Ironic as it may sound, to avoid bad beats, you have to face them
You can take several steps to avoid bad beats and losing money. Let's cite this scenario as an example. Suppose you're in a high-stakes No-limit match for Texas Hold'Em. When the hole cards came in, you got one pair of sevens. Under this situation in a high-stakes match like this, the cards you received have a small probability of being useful. Your gut will tell you to let it go yet you have been at the table for two hours already and you're becoming uninterested so you opted to call.
Magically, you got another seven from the flop. Now you have a three of the same kind and because the additional two cards from the flop are practically useless, it's very probable that your hand is a bomb. You're aware that you shouldn't come off as very weak hence you put a small raise. Other players call your raise and the match goes on. Suddenly, you got another seven. You now have a quadruples set. You raise one more time and get called once more. You were pretty confident with your hand until it was too late for you to realize that you did not notice the formation of a natural straight. You just lost.

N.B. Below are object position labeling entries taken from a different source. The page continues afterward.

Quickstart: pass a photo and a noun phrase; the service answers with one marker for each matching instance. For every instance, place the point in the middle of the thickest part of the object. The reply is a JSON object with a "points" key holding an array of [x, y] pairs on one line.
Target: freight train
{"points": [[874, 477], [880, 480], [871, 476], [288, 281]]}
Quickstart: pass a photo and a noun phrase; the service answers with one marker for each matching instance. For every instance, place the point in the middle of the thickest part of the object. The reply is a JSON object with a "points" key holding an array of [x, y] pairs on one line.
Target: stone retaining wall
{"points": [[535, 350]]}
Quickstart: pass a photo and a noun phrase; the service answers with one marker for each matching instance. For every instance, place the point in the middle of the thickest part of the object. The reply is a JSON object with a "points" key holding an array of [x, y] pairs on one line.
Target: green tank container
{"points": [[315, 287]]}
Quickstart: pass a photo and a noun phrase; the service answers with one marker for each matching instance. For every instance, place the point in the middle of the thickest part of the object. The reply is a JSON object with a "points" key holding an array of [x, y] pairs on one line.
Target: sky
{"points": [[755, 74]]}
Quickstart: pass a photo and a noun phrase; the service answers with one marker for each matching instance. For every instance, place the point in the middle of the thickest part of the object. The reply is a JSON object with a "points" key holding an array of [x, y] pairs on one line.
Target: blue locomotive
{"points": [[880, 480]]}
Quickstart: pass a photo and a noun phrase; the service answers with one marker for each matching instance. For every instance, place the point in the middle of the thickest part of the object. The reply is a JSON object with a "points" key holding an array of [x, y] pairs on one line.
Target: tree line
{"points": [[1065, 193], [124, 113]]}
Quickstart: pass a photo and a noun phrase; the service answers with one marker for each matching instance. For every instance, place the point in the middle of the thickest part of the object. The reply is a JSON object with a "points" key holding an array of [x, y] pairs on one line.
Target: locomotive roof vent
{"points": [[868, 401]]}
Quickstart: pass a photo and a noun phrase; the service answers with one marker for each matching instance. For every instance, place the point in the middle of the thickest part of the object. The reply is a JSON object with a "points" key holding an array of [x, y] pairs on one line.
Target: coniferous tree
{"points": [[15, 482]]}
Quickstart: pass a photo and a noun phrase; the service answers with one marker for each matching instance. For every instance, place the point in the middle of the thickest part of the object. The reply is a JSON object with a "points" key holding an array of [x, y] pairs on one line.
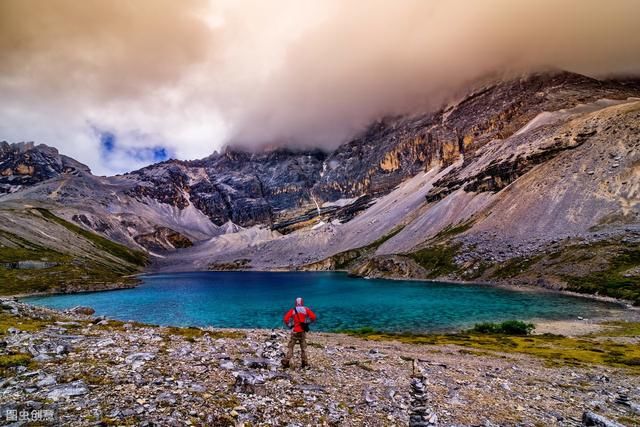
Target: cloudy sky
{"points": [[119, 84]]}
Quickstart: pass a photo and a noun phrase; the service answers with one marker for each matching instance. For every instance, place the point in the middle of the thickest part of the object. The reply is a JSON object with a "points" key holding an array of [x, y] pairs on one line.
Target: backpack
{"points": [[304, 325]]}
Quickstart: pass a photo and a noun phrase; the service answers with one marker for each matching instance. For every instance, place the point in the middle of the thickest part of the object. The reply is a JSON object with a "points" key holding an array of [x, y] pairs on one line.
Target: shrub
{"points": [[509, 327]]}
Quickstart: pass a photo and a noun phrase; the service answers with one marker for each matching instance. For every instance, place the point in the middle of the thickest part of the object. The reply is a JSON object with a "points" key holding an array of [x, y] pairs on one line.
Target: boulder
{"points": [[85, 311]]}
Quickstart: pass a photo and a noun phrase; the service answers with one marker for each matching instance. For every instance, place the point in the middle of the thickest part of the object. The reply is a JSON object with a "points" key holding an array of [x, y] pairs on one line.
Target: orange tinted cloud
{"points": [[194, 75]]}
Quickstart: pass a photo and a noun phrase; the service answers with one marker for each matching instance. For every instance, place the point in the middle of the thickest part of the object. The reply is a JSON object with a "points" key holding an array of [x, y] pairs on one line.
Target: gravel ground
{"points": [[94, 371]]}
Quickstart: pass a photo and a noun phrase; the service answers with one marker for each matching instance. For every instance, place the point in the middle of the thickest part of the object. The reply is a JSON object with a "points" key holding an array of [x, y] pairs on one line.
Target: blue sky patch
{"points": [[123, 159]]}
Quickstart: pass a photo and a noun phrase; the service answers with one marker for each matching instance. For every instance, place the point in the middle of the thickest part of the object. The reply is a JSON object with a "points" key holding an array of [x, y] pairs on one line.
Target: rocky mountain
{"points": [[509, 183], [24, 164]]}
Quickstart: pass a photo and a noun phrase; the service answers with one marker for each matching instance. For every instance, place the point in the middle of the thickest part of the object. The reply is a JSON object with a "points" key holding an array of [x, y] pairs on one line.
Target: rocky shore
{"points": [[76, 369]]}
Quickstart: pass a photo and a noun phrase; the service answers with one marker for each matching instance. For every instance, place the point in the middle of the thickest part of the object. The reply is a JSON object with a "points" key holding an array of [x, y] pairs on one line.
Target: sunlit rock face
{"points": [[25, 164], [472, 149]]}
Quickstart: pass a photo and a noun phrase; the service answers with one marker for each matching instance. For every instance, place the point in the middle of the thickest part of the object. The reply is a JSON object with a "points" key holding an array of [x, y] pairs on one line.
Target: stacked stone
{"points": [[420, 415]]}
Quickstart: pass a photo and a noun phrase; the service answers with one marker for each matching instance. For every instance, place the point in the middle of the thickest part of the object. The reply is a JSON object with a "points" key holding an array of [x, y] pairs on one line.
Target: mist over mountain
{"points": [[166, 79]]}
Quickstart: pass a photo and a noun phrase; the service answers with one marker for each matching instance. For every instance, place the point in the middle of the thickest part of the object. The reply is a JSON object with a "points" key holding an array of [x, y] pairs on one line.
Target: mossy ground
{"points": [[602, 268], [556, 350]]}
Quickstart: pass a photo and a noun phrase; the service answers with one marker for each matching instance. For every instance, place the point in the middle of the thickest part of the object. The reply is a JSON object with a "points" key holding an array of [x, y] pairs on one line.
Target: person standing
{"points": [[298, 320]]}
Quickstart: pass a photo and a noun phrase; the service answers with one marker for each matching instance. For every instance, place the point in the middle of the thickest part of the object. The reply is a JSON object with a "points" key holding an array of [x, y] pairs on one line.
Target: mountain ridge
{"points": [[407, 192]]}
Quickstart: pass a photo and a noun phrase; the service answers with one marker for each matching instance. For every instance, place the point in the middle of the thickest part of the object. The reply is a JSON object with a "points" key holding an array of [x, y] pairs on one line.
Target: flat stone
{"points": [[65, 391]]}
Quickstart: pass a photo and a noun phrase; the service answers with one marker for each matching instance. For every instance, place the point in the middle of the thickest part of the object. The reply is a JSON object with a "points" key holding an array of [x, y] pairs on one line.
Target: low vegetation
{"points": [[609, 348], [120, 251], [65, 271], [615, 280], [509, 327]]}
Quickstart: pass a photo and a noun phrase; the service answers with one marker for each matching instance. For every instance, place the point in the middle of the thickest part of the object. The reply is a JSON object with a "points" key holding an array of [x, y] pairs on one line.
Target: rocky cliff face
{"points": [[503, 173], [25, 164]]}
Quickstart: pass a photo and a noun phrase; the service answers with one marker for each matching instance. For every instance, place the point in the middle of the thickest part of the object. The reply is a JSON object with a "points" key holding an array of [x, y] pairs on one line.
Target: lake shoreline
{"points": [[524, 287], [564, 325], [128, 372]]}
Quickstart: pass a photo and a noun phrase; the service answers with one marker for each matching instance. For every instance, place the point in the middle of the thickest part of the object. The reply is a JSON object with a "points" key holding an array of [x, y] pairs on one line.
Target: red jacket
{"points": [[300, 314]]}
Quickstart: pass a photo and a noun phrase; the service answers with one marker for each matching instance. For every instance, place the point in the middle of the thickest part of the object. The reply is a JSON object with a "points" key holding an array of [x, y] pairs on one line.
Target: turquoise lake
{"points": [[259, 299]]}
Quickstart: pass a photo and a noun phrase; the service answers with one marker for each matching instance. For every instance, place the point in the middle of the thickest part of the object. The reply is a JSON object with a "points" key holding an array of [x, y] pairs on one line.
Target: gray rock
{"points": [[592, 419], [86, 311], [49, 380], [65, 391], [166, 399]]}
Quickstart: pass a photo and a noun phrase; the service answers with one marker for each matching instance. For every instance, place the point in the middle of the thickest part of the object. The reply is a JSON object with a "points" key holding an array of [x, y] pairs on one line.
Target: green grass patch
{"points": [[24, 324], [508, 327], [555, 350], [611, 281], [71, 272], [129, 255]]}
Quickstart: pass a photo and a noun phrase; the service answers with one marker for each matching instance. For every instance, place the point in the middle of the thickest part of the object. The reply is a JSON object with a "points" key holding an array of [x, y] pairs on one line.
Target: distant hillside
{"points": [[533, 180]]}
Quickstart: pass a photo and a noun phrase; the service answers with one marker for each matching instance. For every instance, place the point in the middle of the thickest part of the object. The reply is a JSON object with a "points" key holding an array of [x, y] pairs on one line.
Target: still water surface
{"points": [[259, 299]]}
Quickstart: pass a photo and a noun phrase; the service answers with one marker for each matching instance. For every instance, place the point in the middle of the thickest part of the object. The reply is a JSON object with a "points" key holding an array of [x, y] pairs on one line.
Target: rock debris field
{"points": [[75, 369]]}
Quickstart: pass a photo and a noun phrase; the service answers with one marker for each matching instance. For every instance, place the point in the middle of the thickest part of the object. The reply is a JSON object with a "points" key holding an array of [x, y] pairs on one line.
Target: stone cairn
{"points": [[420, 415]]}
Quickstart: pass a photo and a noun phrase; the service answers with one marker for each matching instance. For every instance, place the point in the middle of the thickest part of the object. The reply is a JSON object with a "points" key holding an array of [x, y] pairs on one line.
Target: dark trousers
{"points": [[297, 338]]}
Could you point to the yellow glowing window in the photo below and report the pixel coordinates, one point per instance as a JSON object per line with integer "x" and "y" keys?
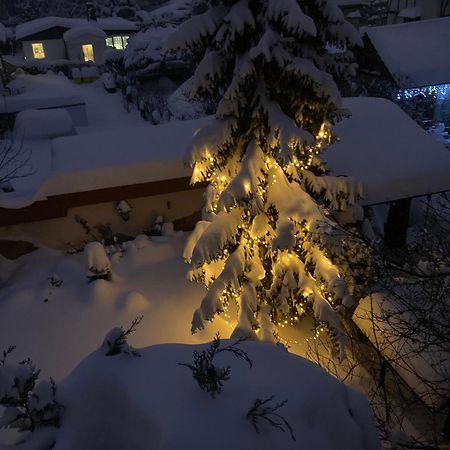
{"x": 88, "y": 52}
{"x": 38, "y": 50}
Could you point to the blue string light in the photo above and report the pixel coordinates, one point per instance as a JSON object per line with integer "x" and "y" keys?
{"x": 441, "y": 91}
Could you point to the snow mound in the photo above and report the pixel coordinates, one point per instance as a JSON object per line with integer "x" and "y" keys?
{"x": 83, "y": 30}
{"x": 151, "y": 402}
{"x": 43, "y": 124}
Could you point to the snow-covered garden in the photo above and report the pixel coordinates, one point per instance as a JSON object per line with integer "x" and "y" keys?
{"x": 281, "y": 315}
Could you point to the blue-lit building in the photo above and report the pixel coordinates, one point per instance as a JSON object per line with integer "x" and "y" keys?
{"x": 416, "y": 55}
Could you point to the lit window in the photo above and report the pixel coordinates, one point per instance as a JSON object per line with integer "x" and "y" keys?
{"x": 88, "y": 52}
{"x": 38, "y": 50}
{"x": 118, "y": 42}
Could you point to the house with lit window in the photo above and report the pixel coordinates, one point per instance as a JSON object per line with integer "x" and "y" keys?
{"x": 416, "y": 56}
{"x": 76, "y": 40}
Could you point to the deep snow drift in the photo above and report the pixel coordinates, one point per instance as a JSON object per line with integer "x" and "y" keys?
{"x": 150, "y": 402}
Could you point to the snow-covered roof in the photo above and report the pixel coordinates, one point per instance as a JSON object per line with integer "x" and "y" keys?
{"x": 349, "y": 2}
{"x": 417, "y": 53}
{"x": 44, "y": 23}
{"x": 85, "y": 29}
{"x": 388, "y": 152}
{"x": 41, "y": 91}
{"x": 380, "y": 146}
{"x": 413, "y": 12}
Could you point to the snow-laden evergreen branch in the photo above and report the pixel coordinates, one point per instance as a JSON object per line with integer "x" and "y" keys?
{"x": 269, "y": 242}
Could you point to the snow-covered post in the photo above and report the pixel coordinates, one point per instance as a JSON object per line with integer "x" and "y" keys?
{"x": 97, "y": 262}
{"x": 269, "y": 241}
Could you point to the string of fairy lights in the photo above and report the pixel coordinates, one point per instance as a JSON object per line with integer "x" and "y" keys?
{"x": 441, "y": 91}
{"x": 208, "y": 169}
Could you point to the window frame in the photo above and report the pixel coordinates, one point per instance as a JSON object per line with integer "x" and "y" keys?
{"x": 38, "y": 50}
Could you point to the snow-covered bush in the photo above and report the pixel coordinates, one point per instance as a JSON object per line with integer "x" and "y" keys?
{"x": 27, "y": 404}
{"x": 124, "y": 209}
{"x": 208, "y": 376}
{"x": 115, "y": 342}
{"x": 269, "y": 239}
{"x": 147, "y": 403}
{"x": 97, "y": 262}
{"x": 14, "y": 163}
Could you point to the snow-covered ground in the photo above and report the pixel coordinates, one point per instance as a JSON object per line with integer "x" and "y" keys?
{"x": 58, "y": 326}
{"x": 152, "y": 403}
{"x": 50, "y": 311}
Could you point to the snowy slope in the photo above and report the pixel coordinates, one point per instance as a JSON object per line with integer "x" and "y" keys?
{"x": 152, "y": 403}
{"x": 416, "y": 53}
{"x": 388, "y": 152}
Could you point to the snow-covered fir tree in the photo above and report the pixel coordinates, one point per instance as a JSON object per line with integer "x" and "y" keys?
{"x": 269, "y": 243}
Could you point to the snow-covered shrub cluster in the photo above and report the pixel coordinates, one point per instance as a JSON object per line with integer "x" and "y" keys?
{"x": 98, "y": 265}
{"x": 208, "y": 376}
{"x": 115, "y": 342}
{"x": 147, "y": 403}
{"x": 269, "y": 243}
{"x": 28, "y": 405}
{"x": 145, "y": 47}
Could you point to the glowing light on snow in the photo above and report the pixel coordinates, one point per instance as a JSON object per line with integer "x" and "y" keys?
{"x": 442, "y": 91}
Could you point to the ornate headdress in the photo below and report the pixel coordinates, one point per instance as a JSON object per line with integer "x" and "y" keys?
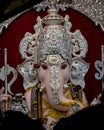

Actually, there's no foolproof way to avoid bad beats in poker. When it takes place, it's usual that you believe what you have is a very strong hand. The truth is, if you happen to make a strong hand, you attempt to make the most amount of chips possible from that hand and when other players play along, it's challenging to know if you're already in trouble.
The best technique in order to avoid bad beats is to actually embrace them. It may sound ridiculous but it makes sense. Several establishments offer what is called a Bad Beat Jackpot. For every pot played, they allocate a small amount and combine it in one fund. If a player loses because of a bad beat, the jackpot is triggered and is shared between all the players, with the loser having the biggest share. So, a bad beat isn't really that bad.